Oman will impose a new tax on sugary drinks and tobacco products starting on June 15, as the small Gulf oil producer seeks to boost state revenues strained by years of low oil prices.
A 100% excise tax will be introduced for tobacco products, energy drinks, alcohol and pork meat, while a 50% tax will be applied on carbonated drinks, according to a statement from an official at the Secretariat General for Taxation published by Oman's state news agency.
"The excise tax is a consumption tax and is considered to be indirect taxes. Thus, the final charge is on the consumers, but it is collected in advance at a stage of the supply chain, notably through the business sectors," said Sulaiman bin Salim al-A'adi, director general of survey and tax agreements.
Oman has been slow in implementing fiscal reforms aimed at limiting the widening of its budget deficit, while it has increasingly relied on external funding – through bonds and loans – to refill its coffers.

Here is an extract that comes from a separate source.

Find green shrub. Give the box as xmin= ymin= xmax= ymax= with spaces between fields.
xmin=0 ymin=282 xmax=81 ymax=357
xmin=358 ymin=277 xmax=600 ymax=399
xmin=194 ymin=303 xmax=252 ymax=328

The sultanate had originally planned to introduce a 5% value-added tax in 2018, which is now expected to start in 2020.
"Further delays in implementation, along with a scenario of lower oil prices, pose downside risks to our assumption of narrower fiscal deficits relative to 2015-2017," S&P Global Ratings said in April, adding that it expected fiscal gains in 2019 coming from the implementation of excise taxes on tobacco and energy drinks.
Oman said at the start of the year it expected its budget deficit to be 2.8 billion rials ($7.27 billion) this year, or 9% of gross domestic product.
Sources told Reuters last month that to cover part of the deficit, Oman is expected to issue a new international bond soon in a deal likely to go up to $2 billion in size.